Du 5 au 7 juin, le Président célèbre, en acteur consommé, le 80e anniversaire du Débarquement, qui tombe à point nommé : faisant oublier la Berezina annoncée de ses troupes aux élections européennes, deux jours après…
Macron, on le sait, adore le son de sa voix, il déguste chaque mot, chaque intonation de ses discours interminables ; il se repaît de ses itinérances mémorielles, de ce glorieux musée de l’Histoire de France où il vient piocher, selon son bon plaisir, ce qui lui sert à cacher la misère de notre déclassement actuel : Invalides, Panthéon, Villers-Cotterêts, tranchées de 14, Plateau des Glières… mais cette fois pour commémorer quoi au juste ?
La dégradation de la note de la France par Standard & Poor’s, tombée malencontreusement à la veille des festivités du 6 juin ? Les Kanaks en révolte, ou les Allemands qui s’éloignent, deux autres déplacements macroniens ces derniers jours ? Un gouvernement, qui faute de majorité, ne peut plus gouverner et occupe la galerie avec des innovations douteuses sur la fin de vie ? Nos universités en proie à la propagande du Hamas, ou Paris, l’ex plus belle ville du monde défigurée par les échafaudages hideux des JO ?

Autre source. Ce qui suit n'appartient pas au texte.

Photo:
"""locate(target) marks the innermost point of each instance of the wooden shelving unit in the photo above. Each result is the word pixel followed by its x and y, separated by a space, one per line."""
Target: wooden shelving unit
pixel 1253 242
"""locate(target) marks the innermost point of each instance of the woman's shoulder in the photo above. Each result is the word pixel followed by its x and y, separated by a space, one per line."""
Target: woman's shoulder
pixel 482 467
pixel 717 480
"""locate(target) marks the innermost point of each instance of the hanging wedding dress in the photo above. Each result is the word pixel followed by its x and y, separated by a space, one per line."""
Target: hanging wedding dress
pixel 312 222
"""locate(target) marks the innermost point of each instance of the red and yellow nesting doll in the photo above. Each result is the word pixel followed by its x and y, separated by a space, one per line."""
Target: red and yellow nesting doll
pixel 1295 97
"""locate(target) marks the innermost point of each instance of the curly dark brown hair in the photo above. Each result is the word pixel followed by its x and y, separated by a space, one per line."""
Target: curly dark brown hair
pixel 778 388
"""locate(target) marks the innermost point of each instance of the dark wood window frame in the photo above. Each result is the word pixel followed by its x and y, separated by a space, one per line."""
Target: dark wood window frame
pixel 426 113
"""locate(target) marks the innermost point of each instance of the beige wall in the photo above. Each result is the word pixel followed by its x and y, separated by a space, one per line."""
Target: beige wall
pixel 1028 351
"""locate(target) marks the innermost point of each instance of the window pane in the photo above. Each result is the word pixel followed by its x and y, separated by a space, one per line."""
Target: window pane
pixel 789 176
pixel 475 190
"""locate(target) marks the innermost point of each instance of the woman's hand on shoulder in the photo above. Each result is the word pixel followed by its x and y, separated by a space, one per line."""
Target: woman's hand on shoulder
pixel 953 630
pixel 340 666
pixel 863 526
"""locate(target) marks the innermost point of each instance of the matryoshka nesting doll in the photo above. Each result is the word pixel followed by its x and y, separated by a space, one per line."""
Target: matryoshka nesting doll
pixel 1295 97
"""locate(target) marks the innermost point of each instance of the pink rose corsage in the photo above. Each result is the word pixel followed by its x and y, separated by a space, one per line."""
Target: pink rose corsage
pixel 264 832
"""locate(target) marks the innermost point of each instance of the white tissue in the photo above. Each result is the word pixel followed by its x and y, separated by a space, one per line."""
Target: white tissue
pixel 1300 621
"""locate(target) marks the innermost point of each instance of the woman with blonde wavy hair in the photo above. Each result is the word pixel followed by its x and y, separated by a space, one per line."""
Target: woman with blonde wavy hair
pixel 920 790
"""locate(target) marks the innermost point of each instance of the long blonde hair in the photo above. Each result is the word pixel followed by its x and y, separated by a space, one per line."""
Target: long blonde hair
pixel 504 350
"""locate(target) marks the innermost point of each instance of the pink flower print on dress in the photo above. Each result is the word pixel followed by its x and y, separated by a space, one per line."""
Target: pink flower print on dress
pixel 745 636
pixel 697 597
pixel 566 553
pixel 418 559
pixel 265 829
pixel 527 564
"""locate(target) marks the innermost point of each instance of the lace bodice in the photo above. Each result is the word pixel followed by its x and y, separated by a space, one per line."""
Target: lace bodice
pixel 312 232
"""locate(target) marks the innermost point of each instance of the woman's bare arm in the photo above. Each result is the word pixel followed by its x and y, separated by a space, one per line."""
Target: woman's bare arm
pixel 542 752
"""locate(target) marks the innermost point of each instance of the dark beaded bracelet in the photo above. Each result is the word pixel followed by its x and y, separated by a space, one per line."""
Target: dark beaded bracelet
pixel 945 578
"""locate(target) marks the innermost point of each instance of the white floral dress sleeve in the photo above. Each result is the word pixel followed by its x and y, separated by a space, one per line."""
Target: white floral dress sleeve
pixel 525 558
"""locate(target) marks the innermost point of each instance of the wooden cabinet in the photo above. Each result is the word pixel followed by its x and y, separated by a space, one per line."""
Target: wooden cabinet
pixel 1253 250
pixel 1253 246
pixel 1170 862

Jadis, je veux dire jusqu’à l’élection de Mitterrand, De Gaulle s’interdisait de célébrer ce 6 juin, d’où Roosevelt et Churchill l’avaient exclu, prévoyant de faire de la France une zone sous contrôle américain. Pour le Général, seul comptait son débarquement à lui le 14, à Courseulles puis Bayeux : le vrai retour de la France !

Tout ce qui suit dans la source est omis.